The closing of the western European equity sales, trading and research business, which is run from London, is part of a drive to shrink the volatile investment banking business and refocus on retail and corporate banking.

Disposal of minor assets in eastern European countries where UniCredit is not the market leader are also being considered, although the bank has no intention of selling its profitable Turkish and Polish units.

UniCredit declined to comment.

Mediobanca and Bank of America-Merrill Lynch are leading a large consortium of banks, including Credit Suisse, JPMorgan, BNP Paribas, Société Générale, UBS and Deutsche Bank for the capital increase. Their mandate expires in April 2012.
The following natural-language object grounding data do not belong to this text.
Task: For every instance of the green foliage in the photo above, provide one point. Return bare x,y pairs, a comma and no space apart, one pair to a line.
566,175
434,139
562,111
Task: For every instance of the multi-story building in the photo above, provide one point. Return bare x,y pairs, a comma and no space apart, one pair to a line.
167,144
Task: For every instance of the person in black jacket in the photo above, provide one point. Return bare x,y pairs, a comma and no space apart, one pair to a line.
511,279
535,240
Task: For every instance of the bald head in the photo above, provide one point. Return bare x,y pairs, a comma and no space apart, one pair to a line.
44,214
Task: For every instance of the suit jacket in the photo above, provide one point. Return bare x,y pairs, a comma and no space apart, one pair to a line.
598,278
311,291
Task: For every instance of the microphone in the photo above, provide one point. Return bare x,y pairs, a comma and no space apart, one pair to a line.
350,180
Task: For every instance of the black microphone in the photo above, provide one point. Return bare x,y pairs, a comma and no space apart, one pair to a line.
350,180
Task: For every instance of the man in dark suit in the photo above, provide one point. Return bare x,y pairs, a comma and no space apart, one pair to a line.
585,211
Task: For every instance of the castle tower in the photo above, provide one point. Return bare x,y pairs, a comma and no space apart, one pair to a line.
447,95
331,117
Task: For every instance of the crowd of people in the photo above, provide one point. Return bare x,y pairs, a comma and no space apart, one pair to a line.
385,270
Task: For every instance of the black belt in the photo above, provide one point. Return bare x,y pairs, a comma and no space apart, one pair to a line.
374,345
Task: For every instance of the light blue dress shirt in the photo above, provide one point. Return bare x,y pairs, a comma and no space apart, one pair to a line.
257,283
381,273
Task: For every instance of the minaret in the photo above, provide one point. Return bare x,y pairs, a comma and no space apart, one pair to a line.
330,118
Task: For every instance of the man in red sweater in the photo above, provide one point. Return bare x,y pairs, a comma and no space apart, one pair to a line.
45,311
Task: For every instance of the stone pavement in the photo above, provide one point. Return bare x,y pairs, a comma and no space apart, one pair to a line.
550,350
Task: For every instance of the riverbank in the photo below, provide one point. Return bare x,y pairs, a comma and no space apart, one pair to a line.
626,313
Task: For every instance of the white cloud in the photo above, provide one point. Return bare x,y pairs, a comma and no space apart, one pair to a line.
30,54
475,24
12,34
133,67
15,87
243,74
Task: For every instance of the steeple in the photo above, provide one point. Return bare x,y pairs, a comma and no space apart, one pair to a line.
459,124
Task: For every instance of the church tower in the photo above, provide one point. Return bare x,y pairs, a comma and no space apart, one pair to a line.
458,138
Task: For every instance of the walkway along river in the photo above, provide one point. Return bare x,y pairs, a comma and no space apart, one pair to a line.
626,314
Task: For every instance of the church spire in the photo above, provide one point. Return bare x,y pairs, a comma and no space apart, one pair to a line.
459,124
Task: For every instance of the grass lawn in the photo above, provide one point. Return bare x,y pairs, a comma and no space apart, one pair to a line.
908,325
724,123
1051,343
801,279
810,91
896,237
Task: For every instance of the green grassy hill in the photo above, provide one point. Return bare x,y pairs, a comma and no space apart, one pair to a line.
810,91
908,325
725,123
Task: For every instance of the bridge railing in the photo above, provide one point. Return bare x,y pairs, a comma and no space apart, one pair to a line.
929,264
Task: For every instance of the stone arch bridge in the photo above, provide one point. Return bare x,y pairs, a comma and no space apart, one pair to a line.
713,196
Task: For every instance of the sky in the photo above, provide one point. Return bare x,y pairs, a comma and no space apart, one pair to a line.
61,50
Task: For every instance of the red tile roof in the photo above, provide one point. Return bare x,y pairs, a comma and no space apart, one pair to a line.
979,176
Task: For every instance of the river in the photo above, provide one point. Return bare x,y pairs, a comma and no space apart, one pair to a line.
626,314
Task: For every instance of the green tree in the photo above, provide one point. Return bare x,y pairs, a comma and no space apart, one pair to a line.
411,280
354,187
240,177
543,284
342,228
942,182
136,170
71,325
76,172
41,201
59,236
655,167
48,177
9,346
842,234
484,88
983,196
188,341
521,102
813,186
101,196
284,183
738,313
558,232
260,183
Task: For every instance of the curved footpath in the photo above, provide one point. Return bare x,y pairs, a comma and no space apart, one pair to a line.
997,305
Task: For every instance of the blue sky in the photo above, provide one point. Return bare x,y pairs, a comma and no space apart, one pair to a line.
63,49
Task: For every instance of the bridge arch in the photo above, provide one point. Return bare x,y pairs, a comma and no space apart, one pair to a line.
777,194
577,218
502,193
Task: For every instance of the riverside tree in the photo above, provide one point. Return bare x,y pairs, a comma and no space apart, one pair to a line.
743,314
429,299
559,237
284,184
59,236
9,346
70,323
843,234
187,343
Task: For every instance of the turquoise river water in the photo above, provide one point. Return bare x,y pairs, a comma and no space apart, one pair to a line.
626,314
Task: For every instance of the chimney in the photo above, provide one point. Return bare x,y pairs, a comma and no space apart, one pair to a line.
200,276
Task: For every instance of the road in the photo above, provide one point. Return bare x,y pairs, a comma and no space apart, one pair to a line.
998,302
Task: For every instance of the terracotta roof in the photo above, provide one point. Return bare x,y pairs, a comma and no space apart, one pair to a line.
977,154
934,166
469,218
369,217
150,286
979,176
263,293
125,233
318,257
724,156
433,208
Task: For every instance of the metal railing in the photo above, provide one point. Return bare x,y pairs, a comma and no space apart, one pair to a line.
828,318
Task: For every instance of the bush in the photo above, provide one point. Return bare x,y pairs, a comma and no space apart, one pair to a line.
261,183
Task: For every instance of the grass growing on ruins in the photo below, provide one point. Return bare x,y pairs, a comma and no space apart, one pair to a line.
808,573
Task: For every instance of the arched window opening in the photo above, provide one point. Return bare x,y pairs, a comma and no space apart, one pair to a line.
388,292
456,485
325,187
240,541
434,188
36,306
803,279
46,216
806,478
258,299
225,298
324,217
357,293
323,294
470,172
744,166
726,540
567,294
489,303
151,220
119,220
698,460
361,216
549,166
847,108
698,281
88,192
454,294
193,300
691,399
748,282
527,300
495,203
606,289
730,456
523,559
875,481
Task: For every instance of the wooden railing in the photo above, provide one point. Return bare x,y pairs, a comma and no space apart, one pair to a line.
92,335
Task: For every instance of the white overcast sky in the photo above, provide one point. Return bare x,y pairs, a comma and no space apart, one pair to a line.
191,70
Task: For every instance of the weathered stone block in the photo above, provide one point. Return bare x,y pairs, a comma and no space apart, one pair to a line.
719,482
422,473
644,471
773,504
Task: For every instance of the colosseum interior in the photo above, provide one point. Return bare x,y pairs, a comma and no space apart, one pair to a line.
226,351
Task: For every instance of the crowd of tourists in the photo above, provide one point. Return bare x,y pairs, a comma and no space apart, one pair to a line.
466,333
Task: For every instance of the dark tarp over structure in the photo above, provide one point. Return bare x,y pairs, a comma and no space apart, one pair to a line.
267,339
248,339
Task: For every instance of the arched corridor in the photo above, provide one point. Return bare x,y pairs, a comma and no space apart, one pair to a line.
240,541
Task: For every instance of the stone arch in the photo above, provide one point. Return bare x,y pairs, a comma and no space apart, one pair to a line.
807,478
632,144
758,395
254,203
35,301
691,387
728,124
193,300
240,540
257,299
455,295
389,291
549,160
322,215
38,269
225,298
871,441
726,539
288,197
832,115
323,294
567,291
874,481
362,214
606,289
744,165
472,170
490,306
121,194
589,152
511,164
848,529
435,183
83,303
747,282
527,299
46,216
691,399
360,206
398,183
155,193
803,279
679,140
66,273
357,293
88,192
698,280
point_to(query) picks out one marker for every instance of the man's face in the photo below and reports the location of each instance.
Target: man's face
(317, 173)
Mr. Ghizzoni needs to convince the bank's shareholder foundations – which together hold around 13 per cent of UniCredit – to back the bank's third capital increase since 2009 and the biggest one since the start of the financial crisis.

"The challenge will be to convince the foundations to substantially support it and to find a period where we can do it," one of the sources said.

The source said that UniCredit was also in talks with potential new investors in China and Qatar but these parties had not made any commitment to be part of the deal so far.

A further problem is the 7.5-per-cent stake held in UniCredit by Libya's central bank and sovereign wealth fund, which is technically still frozen because of the international sanctions imposed during the country's civil war.

UniCredit will also unveil its third-quarter results on Monday, which are expected to have been hit heavily by goodwill writedowns and market turmoil.

An analyst consensus distributed by UniCredit forecast net profit for the three months to September of just €6-million, compared with €334-million a year ago.

A €7.5-billion capital raise would be the biggest by a European bank for over a year, eclipsing a €5.3-billion cash call by Germany's Commerzbank and a €5-billion rights issue by Intesa, both in June. Deutsche Bank raised €10.2-billion in a rights issue in October, 2010.